Autor: Lothar Grieszl

Gleich vorweg: Es sollen in diesem Beitrag nicht sämtliche Einzelheiten beschrieben werden, von denen von denen im Prinzip auch allein die absoluten Profis Gebrauch machen. Wir wollen hier in einer kleinen Übersicht eine Verfahrensweise vorstellen, mit der auch ein Laie seine Webseite bis zu einem bestimmten Grad verbessern kann, ohne dass er in alle Geheimnisse dieser umfassenden Materie eingeweiht ist. Die zwei wichtigsten Säulen der Suchmaschinenoptimierung sind zusammen mit dem Texte spinnen:

  1. die Onpage Optimierung
  2. die Offpage Optimierung

Onpage Optimierung

Die Onpage Optimierung hat zusammen mit dem Texte spinnen primär das Ziel, die eigene Homepage in der Rangordnung einer Suchmaschine möglichst weit nach vorne zu bringen, und zwar einzig aufgrund geeigneter Maßnahmen, die auf der betreffenden Seite realisiert werden. Es sind jede Menge Faktoren, die für die Onpage Optimierung von Bedeutung sind. Dessen ungeachtet kann man sie in drei grundsätzliche Gebiete einordnen:

  1. in eine technische Optimierung
  2. in eine inhaltliche Optimierung
  3. in eine strukturelle Optimierung

Die Auswirkung der verschiedenen Optimierungsmaßnahmen auf die aktuelle Positionierung kann man indes nicht konkret vorhersagen, denn Google legt zu diesem Punkt leider nicht seine Karten offen.
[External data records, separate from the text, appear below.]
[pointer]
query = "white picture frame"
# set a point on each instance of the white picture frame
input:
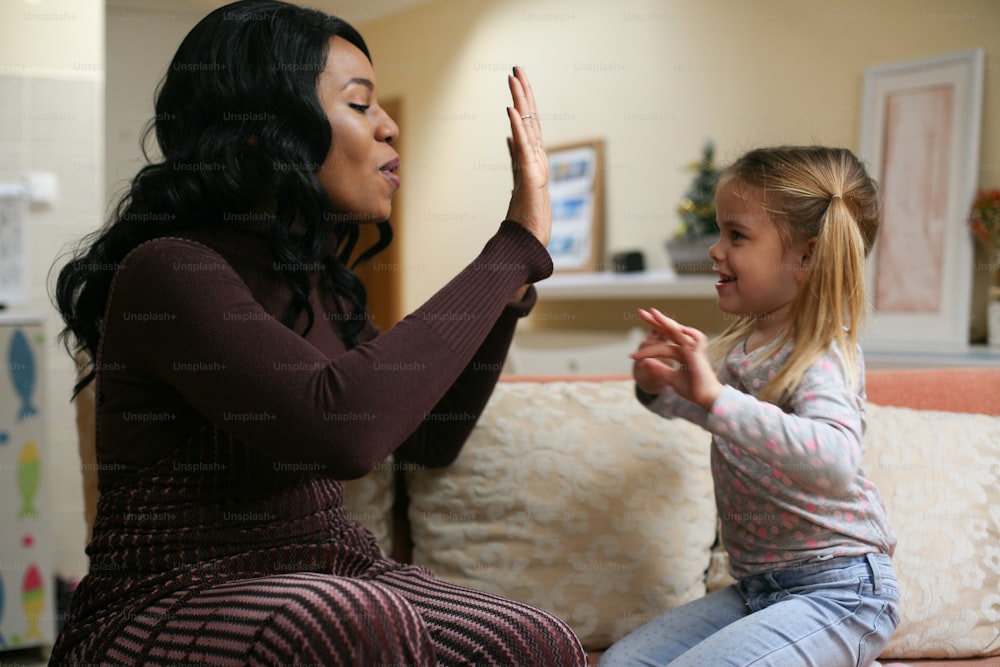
(576, 186)
(920, 129)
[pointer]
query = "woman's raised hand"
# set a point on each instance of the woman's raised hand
(529, 202)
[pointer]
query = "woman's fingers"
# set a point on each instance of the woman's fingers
(530, 204)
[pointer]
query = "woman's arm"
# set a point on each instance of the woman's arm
(276, 391)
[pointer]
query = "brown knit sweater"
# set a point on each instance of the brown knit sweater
(222, 434)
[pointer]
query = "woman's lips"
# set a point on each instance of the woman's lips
(389, 171)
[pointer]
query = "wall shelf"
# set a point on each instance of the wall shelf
(640, 284)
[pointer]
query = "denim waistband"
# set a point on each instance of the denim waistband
(816, 572)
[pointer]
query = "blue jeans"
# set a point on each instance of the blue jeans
(839, 612)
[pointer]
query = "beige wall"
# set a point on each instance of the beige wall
(51, 105)
(653, 79)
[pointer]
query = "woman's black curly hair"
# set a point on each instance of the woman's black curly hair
(237, 118)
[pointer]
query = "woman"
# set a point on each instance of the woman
(238, 377)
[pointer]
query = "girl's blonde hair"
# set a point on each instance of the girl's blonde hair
(812, 192)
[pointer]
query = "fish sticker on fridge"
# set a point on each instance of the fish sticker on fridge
(29, 476)
(33, 603)
(21, 362)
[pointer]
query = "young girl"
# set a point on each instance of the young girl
(782, 391)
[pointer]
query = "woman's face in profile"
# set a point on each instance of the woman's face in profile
(359, 173)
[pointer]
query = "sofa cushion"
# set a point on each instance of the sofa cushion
(574, 498)
(939, 474)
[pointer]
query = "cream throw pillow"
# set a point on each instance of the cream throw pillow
(572, 497)
(939, 474)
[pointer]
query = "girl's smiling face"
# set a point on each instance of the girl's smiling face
(359, 172)
(758, 275)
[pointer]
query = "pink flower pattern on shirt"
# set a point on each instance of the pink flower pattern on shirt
(789, 486)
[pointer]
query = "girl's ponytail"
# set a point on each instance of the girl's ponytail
(823, 195)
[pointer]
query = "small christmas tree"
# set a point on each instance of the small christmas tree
(697, 208)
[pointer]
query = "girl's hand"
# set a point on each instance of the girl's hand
(676, 356)
(529, 201)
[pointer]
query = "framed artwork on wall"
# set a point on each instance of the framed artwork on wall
(576, 185)
(920, 128)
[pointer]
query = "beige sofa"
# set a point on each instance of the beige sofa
(571, 496)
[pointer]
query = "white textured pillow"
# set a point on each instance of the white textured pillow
(939, 474)
(572, 497)
(369, 500)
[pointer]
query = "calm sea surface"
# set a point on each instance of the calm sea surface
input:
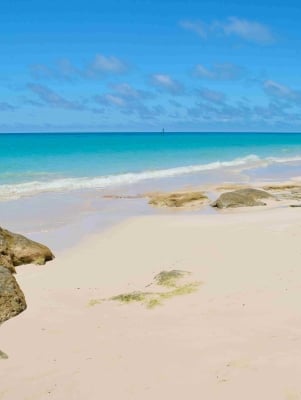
(36, 163)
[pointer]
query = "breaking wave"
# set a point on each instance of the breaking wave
(15, 191)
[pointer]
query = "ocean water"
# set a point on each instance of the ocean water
(31, 164)
(52, 186)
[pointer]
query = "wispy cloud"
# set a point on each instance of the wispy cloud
(281, 92)
(251, 31)
(105, 65)
(50, 98)
(130, 101)
(219, 72)
(64, 70)
(167, 83)
(4, 106)
(212, 96)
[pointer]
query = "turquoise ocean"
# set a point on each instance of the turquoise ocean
(53, 187)
(32, 164)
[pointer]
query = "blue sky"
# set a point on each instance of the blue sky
(144, 65)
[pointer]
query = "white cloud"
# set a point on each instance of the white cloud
(280, 91)
(222, 72)
(251, 31)
(165, 82)
(102, 64)
(198, 27)
(212, 95)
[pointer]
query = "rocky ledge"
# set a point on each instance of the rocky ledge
(242, 198)
(180, 199)
(16, 250)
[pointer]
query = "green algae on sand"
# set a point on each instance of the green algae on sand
(165, 279)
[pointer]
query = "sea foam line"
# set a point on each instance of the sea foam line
(15, 191)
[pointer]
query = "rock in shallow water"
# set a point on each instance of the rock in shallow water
(183, 199)
(242, 198)
(16, 250)
(12, 301)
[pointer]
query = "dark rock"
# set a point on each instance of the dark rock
(12, 301)
(242, 198)
(3, 356)
(16, 250)
(181, 199)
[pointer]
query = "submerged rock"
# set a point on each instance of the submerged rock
(183, 199)
(242, 198)
(16, 250)
(12, 300)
Man kann andererseits gewisse Rückschlüsse in Bezug auf die Kriterien ziehen, die Google dazu veranlassen, eine Seite besser zu positionieren als die andere. Die Suchmaschine vergleicht andauernd Millionen von Internetseiten mit einheitlichen Themen durchgehend miteinander und bestimmt hernach wie sie die die minderwertigen von den hochwertigen Seiten unterscheiden und diese anschließend entsprechend platzieren kann. So ist es möglich, dem Sucher immer zuerst die besten Ergebnisse darzustellen.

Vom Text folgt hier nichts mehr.